Branstrom would like to charge just a $10 fee for all dental care for anyone who is uninsured and meets the lowest income guidelines, but she can't do that and keep the doors open.
"It's crazy expensive to deliver dental care," she said.
That's because of the cost of supplies and the time each appointment takes. Here are some examples of the clinic's lowest fees:
• $24 — to diagnose the cause of a toothache. That covers an exam, X-ray and diagnosis, which takes about 30 minutes.
• $50 — for a filling on only one surface of the tooth. She said most patients need to have fillings on more than one surface.
• $44 — for a preventive appointment which includes an exam and cleaning.
• $200 — to clean the teeth of someone who has periodontal disease, which the vast majority of the clinic's patients have. It takes about one hour to clean one quadrant of the mouth, so it requires four appointments to do the entire mouth.
Branstrom said a majority of the clinic's patients operate in crisis mode.
"They come in here when something hurts, so they're not doing anything preventively. Oftentimes, it has been more than 10 years since they've seen a dentist," she said.
Sara Castaneda, 31, of rural Baldwin City, said she went to the dentist as a kid and had braces because her parents had dental insurance. She continued to see a dentist as an adult until she lost her corporate job and dental insurance about six years ago. She sought affordable care elsewhere for years but had no luck until someone referred her to Douglas County Dental Clinic.
"I was just so happy to find them," she said and added that she needed some work by that time.
She and her husband both use the clinic because they are uninsured despite working full-time jobs. Her husband found out he needed a root canal about a year ago and they've been saving to get the procedure done at a Kansas City safety net clinic where they were referred. The estimated cost is $620. That's a hefty price for the couple who have two young children.
"We just scrimp and save and make room for it," she said, of dental care. "That's one of our top priorities."

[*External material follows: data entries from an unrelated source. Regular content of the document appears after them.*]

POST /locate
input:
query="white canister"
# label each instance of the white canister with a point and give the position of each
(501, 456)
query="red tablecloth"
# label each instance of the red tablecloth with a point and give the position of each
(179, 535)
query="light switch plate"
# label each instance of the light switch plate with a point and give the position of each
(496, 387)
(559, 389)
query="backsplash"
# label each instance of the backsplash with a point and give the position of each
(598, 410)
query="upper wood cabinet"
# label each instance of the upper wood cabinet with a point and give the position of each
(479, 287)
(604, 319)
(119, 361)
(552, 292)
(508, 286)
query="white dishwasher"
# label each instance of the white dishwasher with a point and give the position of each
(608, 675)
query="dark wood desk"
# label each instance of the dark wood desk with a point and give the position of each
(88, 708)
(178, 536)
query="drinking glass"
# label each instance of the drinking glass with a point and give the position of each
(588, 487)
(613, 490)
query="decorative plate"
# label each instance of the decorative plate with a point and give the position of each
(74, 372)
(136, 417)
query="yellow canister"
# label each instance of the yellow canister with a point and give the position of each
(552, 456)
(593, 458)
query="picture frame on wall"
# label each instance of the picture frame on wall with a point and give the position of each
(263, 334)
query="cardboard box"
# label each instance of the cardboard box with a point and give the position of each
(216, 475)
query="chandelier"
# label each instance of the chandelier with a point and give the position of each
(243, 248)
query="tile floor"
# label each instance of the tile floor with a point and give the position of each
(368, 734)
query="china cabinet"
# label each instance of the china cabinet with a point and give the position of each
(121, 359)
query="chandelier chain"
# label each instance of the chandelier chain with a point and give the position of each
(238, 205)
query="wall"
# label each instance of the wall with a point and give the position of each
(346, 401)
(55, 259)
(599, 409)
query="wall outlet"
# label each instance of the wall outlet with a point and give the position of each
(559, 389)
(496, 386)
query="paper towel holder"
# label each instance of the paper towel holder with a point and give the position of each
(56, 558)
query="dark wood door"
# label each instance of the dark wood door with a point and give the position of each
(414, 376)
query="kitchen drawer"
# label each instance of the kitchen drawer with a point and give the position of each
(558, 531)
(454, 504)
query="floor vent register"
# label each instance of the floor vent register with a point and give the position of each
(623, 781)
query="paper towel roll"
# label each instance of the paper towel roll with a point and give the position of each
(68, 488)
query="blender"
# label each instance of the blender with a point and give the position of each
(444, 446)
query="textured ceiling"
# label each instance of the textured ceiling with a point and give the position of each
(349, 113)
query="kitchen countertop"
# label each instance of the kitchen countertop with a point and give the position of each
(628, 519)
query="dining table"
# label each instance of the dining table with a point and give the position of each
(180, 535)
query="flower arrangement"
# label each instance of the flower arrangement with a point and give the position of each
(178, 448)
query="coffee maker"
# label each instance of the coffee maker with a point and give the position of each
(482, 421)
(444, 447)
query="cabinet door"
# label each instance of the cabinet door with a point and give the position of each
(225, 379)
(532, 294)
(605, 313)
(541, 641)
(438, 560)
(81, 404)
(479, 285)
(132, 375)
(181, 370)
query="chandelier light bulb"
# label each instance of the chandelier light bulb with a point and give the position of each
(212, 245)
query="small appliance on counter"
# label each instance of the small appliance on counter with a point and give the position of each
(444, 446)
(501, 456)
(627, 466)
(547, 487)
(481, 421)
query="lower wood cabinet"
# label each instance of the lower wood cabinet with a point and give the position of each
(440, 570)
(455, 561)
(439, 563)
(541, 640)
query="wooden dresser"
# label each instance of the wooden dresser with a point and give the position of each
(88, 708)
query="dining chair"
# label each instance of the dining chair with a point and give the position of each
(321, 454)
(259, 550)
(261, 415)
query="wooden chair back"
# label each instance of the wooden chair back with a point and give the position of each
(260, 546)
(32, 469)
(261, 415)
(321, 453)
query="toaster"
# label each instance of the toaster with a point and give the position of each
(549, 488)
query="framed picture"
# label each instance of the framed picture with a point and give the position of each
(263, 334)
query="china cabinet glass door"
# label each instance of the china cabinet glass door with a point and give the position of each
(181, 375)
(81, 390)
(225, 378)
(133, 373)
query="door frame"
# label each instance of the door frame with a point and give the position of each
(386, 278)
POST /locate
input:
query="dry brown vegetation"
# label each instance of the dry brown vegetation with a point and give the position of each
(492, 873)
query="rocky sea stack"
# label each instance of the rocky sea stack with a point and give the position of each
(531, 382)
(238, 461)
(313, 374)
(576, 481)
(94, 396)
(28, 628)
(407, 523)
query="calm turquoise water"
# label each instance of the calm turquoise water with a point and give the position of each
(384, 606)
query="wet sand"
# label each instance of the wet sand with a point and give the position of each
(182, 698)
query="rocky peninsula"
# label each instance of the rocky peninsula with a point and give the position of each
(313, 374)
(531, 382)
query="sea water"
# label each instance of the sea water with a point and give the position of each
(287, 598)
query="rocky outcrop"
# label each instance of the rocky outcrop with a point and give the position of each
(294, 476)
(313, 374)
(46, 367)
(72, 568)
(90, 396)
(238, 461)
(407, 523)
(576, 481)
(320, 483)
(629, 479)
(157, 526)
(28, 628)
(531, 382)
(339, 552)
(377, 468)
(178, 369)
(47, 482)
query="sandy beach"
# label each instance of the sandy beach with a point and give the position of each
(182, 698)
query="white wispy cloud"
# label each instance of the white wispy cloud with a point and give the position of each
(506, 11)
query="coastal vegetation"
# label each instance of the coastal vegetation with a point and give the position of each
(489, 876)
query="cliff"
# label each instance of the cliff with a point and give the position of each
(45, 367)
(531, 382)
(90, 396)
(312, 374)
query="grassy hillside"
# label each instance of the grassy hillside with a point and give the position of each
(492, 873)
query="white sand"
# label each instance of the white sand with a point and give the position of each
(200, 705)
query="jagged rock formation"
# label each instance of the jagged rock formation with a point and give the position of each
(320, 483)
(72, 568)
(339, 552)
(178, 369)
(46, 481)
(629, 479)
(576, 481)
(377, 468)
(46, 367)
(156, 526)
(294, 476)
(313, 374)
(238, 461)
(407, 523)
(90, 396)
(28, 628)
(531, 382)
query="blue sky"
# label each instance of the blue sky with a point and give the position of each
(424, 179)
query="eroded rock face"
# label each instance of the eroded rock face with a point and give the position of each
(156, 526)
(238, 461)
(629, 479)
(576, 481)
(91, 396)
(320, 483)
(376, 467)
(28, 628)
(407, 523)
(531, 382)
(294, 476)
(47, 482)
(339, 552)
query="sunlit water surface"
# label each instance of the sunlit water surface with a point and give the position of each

Branstrom said the clinic loses money when it cares for people who have no insurance. Last year, the clinic had 3,676 patients, and 1,466 were uninsured. However, it makes a slight profit from taking care of children who qualify for Medicaid, and so the clinic continues to expand its mobile outreach program. Currently, one dentist travels to area schools in Douglas County and its surrounding counties to provide preventive services.
"It's a struggle for us because we have to use Medicaid as a cost-shifting measure so we can continue to see uninsured adults," she said.
Branstrom said the clinic has received no increase in state funding for several years, and it lost $8,000 in United Way of Douglas County funding this year.
The clinic's 2011 budget was $905,000, with 66 percent coming from Medicaid reimbursements and uninsured patient fees. Thirty-one percent came from grants, and 3 percent was from private donations and fundraising.
This year, the clinic is hosting a new dinner-and-dance fundraiser in October and it is seeking more state grant money.
In November, the clinic will move to a dental practice at 2210 Yale Road that was formerly occupied by Peterson, Krische and Van Horn. The building, which is just west of Montana Mike's Steakhouse at 1015 Iowa, is about double the size of the current location, and the clinic will expand from six dental operatories to nine. Branstrom said the rent will be lower, but the clinic will pay between $5,000 and $7,000 more annually due to taxes, utilities and other maintenance costs.
"We just felt like we had to bring on a third dentist to help meet the needs of the community, and we are committed to finding the resources to do it," Branstrom said.